18 Years Old. Fatigue, brain fog, vision problems, derealization etc. PLEASE READ, NEED ADVICE
I am an 18 year old male, turning 19 in September. I got Covid at the end of January, a mild infection. I have had covid several times but never developed post covid/long covid, it has always gone away after an infection, but not this time.
Since then I have had extreme fatigue, brain fog, unrefreshing sleep and lately blurred vision and strong derealization and also depression. I DO NOT KNOW WHAT TO DO. It's been six months. I'm relatively young so figure it should be over by now. It is so scary to have such impaired vision. My parents hardly believe me. They think I'm exaggerating, which makes me even more frustrated. I'm too young for this.
I have also had other slightly minor symptoms such as diarrhea and for about a week in March I had severe numbness in my arms when I woke up after sleeping. I don't know if this was related. But probably because I never had it before. IS IT NORMAL FOR A YOUNG PERSON LIKE ME TO DEVELOP LONG COVID?
The depression didn't come until about 2 months ago. Before that I was mostly just tired in mind and body. I don’t recognize myself. It's such a strange feeling. Nothing feels real. Everything is like a dream. Feeling out of touch with reality.
I try to eat as healthy as I can. In the last 1-2 months I have bought the supplements "rhodiola rosea" and also "acetyl-l-carnitine". And also black Seed Oil. I also take omega-3 daily. Rhodiola doesn’t help, that I can say. I am thinking of buying more supplements.
It's so weird. It feels like there is something disturbing the brain and body that makes me feel tired, stressed, anxious and generally depressed. I would really like an explanation for this. How can my vision be perfectly fine for the first 4 months and then now become completely blurry and out of focus. The virus seems to be moving around in the brain and body. And therefore it is unpredictable to know if you are really getting better. The derealization, the depression and the poor vision were not as strong in the first months. Now it has taken over everyday life. It's so uneven. One day I can feel better and other days I just want to lie in bed and watch movies
As I wrote before, it's scary. From everyone else's point of view, I look normal. But on the inside, I don't feel well. And that makes me sad, because I can't change it. My parents just tell me to start exercising so it "goes away". But they don't understand that hard training makes no difference. The virus does not disappear just because you "train hard". However, I think it is important to move in some way on a daily basis.
I live in Sweden and graduated high school 1 week ago. Luckily, I can now get more sleep because it's summer and I don't work that much. The last months of school were tough. I had a really hard time listening to the lessons, but I needed to do what was required
I have to say though, I'm grateful and feel better reading everyone's stories on reddit. It makes me feel less alone. The reddit stories are currently saving my mood haha :)

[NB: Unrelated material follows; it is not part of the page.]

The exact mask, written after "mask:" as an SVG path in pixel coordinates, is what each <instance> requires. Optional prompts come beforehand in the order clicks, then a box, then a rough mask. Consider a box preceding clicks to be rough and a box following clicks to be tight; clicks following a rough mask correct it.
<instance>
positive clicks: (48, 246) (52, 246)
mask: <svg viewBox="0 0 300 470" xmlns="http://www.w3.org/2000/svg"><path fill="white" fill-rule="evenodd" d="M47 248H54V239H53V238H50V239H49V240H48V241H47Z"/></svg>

IS THERE ANYONE UNDER THE AGE OF 20 IN THIS COMMUNITY? I will post this on other “longcovid-communities” for extra advice.
I appreciate any tips I can get. It can be food, supplements, fasting or something else.
The most annoying thing about all this is that NO ONE understands me. If my parents don't believe me, how will my friends, the doctors or anyone else believe me? No one believes that an 18-year-old can develop long covid. Will I live my whole life like this?
They say “You are too young for this, you will get back soon”. What if I don’t? I very much doubt it right now.
I know I am only 6 months in but I am starting to lose my mind. I feel lost, no support from anyone.